MIT presents new approach to measure uncertainty of LLMs

MIT has presented a new approach that can measure the uncertainty of LLMs more reliably.

AI language models like ChatGPT often appear with great conviction, even when they are spouting complete nonsense. This phenomenon of hallucinations is a major problem if we want to rely on their answers. Previous methods to measure an AI's uncertainty often fail precisely because of this exaggerated "self-confidence" of the LLMs. Researchers at MIT have now developed a new approach that fixes exactly this weakness by subjecting models to a reality check with other AIs.

To understand how this works, we need to distinguish between two basic types of uncertainty: aleatoric and epistemic uncertainty.

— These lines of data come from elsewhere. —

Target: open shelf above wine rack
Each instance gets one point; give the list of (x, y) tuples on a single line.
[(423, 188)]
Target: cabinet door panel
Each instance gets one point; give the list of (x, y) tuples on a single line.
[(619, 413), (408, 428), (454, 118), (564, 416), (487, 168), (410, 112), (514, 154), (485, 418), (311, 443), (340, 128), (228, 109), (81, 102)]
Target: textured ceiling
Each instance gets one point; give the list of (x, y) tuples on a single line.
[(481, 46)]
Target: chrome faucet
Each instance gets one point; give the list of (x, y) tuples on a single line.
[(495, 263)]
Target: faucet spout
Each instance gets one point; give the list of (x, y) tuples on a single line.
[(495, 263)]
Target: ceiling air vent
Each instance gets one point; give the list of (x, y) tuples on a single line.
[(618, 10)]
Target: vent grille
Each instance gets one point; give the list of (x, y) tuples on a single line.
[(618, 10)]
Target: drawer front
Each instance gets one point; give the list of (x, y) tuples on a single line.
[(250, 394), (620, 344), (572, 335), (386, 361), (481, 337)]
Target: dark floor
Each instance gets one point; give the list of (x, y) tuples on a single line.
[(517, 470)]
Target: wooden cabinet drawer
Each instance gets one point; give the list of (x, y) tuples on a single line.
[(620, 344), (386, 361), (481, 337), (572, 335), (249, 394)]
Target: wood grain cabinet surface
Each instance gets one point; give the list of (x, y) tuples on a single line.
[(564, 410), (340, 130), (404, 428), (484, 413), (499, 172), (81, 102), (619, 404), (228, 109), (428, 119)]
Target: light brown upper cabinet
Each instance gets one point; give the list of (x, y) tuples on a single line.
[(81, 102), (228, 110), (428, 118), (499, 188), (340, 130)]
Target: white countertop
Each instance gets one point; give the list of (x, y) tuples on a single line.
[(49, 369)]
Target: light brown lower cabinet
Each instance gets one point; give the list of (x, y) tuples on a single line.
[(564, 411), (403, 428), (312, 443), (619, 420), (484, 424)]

The Problem with Blind Self-Confidence: Aleatoric Uncertainty

Previous approaches to detecting errors in AIs mostly focused on so-called aleatoric uncertainty (AU). This basically measures the internal uncertainty or erraticness of a model. The term "Alea" comes from Latin and means "dice," but can also generally refer to a game of chance.

In practice, measuring aleatoric uncertainty works via self-consistency: you simply ask the AI the same question multiple times. If the model generates a completely different answer each time, its aleatoric uncertainty is high. The model "doubts." But if it repeatedly gives the same answer, it is considered certain.

The big problem with this: A language model can be extremely confident but still completely wrong. If the AI stubbornly invents the same wrong fact over and over again, i.e., hallucinates, the aleatoric uncertainty drops to zero and the system does not sound an alarm.

Looking Outside the Box: Epistemic Uncertainty

To eliminate this blind spot, the new approach brings epistemic uncertainty (EU) into play. While aleatoric uncertainty asks: "How certain is the model in its prediction?", epistemic uncertainty asks: "How much should WE trust this specific model at all?". The EU measures the uncertainty that arises because we might not be using the optimal model for this specific question.

Because there is no one perfect model, the MIT researchers use a clever trick: They survey a small group of other, similarly powerful language models developed by different creators.

If the original model is rock-solid convinced of a wrong answer, the other models are highly likely to give completely different answers. This content deviation, i.e., the semantic discrepancy between the models, reveals the epistemic uncertainty.

A major advantage of this method is that it works purely via the generated text answers. It is therefore a black-box method that does not require direct access to the complex, internal programming of the models.

Figure 1: High epistemic uncertainty despite high self-consistency. Source: MIT

Because there is no one perfect model, the MIT researchers use a clever trick: They survey a small group of other, similarly powerful language models developed by different creators.

If the original model is rock-solid convinced of a wrong answer, the other models are highly likely to give completely different answers. This content deviation, i.e., the semantic discrepancy between the models, reveals the epistemic uncertainty.

A major advantage of this method is that it works purely via the generated text answers. It is therefore a black-box method that does not require direct access to the complex, internal programming of the models.

The Solution: Total Uncertainty

The combination of both values ultimately yields the Total Uncertainty (TU = AU + EU). This simple addition creates a significantly more robust measuring instrument: The model is checked both for internal contradictions (aleatoric) and for external disagreements with other AIs (epistemic).
Extensive tests show that Total Uncertainty is vastly superior to conventional methods when it comes to distinguishing confident but wrong answers from real facts.

Practical Applications

The new approach offers major advantages for the real-world deployment of AI systems:

• Deployment in high-risk areas: In fields such as medicine, legal advice, or finance, AI errors can have fatal consequences. Reliable uncertainty estimates are an absolute prerequisite here to be able to use language models safely in the first place.
• Intelligent silence (selective prediction): If we know the total uncertainty of a model, we can set thresholds. If the uncertainty is too high, the AI simply refuses to answer instead of guessing wildly. Tests prove that the AI's error rate can be drastically reduced through this selective answering.
• Fact-checking and translations: The method works particularly well for tasks where there is only one clearly correct answer, such as specific knowledge questions or translations. Here, the lack of agreement between different models reveals factual errors with particular accuracy.

Conclusion and Assessment

We no longer have to rely on the mere self-confidence of a single AI. By sending language models into a kind of "panel discussion" with their AI colleagues, we can judge much better whether we can trust an answer or not.